Disampaikan Sepriandison bahwa penetapan Tersangka oleh Penyidik Polres Pematangsiantar, merupakan tindakan penyidik berupa penetapan atas diri seseorang, yang sebelumnya bukan sebagai orang yang patut diduga sebagai pelaku tindak pidana menjadi orang yang patut diduga sebagai pelaku tindak pidana.
Sederhananya, penetapan tersangka merupakan tindakan penyidik berupa menetapkan seseorang menjadi tersangka. Dari pengertian itu, maka penetapan tersangka merupakan suatu tindakan administrasi yang dilakukan oleh penyidik. Apabila penetapan tersangka dilakukan oleh penyidik, maka dapat dikatakan sebagai bagian dari proses penyidikan.
Menurut Pasal 1 angka 2 KUHAP, penyidikan adalah serangkaian tindakan penyidik dalam hal dan menurut cara yang diatur dalam undangundang untuk mencari dan menemukan bukti yang terjadi, dan guna menemukan tersangkanya. Kemudian mengenai penyidikan juga dapat dilihat dalam Undang-Undang RI Nomor 2 Tahun 2002 tentang Kepolisian Negara Republik Indonesia (UU No. 2 Tahun 2002). Merujuk pada Pasal 1 angka 2 KUHAP jo. Pasal 1 angka 13 UU No. 2 Tahun 2002, maka penetapan tersangka oleh penyidik dilakukan setelah bukti permulaan terkumpul.
5. Tentunya Penetapan tersangka korupsi oleh Penyidik Polres Pematangsiantar Penyidik wajib juga harus berpedoman pada Peraturan Kapolri Nomor 6 Tahun 2019 dilakukan setelah penyidik menemukan bukti permulaan yang cukup. Penetapan tersangka ini didasarkan pada hasil penyidikan, pemeriksaan, dan interogasi.

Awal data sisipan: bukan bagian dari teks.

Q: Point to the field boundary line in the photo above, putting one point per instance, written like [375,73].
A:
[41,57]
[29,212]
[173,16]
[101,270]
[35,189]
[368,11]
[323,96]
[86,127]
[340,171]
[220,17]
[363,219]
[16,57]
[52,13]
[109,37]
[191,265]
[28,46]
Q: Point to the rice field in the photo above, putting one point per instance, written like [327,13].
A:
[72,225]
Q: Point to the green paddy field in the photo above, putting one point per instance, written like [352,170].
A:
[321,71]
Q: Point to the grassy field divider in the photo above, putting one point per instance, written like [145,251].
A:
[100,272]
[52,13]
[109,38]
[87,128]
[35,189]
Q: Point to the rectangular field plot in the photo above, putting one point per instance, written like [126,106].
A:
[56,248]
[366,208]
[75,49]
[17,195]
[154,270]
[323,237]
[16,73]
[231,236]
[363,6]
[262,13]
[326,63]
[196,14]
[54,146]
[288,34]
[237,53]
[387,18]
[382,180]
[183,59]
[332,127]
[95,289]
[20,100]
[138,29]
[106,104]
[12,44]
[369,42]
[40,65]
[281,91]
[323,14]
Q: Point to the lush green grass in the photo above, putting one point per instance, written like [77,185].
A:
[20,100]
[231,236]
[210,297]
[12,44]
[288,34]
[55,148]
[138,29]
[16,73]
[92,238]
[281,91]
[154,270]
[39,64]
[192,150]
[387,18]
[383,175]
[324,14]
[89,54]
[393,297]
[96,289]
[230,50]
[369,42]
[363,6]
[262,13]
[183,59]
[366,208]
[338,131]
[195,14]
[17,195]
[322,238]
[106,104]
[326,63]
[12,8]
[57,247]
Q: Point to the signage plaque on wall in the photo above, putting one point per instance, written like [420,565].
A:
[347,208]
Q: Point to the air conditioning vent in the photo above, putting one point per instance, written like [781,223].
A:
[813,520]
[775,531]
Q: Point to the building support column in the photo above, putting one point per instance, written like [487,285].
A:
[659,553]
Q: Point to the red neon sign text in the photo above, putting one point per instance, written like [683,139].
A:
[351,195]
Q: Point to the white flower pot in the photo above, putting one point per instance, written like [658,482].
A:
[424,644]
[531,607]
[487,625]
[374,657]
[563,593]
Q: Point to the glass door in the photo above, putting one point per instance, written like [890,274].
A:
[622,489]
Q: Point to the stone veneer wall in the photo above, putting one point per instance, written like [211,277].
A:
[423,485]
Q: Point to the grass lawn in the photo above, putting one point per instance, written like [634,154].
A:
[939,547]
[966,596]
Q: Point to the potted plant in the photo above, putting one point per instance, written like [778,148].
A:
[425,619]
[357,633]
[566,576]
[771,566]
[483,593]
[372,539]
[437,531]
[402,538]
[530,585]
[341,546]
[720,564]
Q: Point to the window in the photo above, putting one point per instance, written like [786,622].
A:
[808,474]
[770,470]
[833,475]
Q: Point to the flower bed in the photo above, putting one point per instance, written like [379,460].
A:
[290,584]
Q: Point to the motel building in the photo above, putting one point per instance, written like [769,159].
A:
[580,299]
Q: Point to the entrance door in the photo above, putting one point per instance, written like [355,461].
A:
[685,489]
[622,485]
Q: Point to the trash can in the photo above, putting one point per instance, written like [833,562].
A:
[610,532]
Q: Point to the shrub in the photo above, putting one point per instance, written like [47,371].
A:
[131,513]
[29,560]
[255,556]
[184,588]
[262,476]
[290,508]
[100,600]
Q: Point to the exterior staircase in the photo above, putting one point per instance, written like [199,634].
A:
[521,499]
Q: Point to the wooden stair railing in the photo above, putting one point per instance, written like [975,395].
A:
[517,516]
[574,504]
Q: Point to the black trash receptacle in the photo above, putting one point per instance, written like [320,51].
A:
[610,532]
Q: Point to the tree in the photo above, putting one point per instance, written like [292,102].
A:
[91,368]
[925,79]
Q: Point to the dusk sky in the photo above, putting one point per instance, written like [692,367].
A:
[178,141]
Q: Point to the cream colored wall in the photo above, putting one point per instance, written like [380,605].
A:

6. Demikian halnya Penetapan tersangka ini juga harus berpedoman pada putusan Mahkamah Konstitusi (MK) Nomor 21/PUU-XII/2014. Yang mana Putusan MK ini telah menyempurnakan ketentuan dalam Kitab Undang – Undang Hukum Acara Pidana (KUHAP).
Dasar penetapan tersangka
· Penetapan tersangka harus didasarkan pada minimal dua alat bukti yang sah, seperti keterangan saksi, ahli, surat, petunjuk, atau keterangan terdakwa.
· Penetapan tersangka juga harus disertai dengan pemeriksaan calon tersangka.
· Penyidik harus memiliki keyakinan secara objektif
Penetapan tersangka sebagai objek praperadilan
· Penetapan tersangka bisa diajukan ke praperadilan.
· Hakim praperadilan berwenang untuk memutuskan apakah penetapan tersangka terhadap seseorang sah secara hukum atau tidak.
· Putusan MK Nomor 21/PUU-XII/2014 telah memperluas objek praperadilan, termasuk sah atau tidaknya penetapan tersangka
Ia berharap Prosedur penyidikan dan penetapan tersangka harus dilakukan secara profesional, proporsional dan transparan. ( JS ).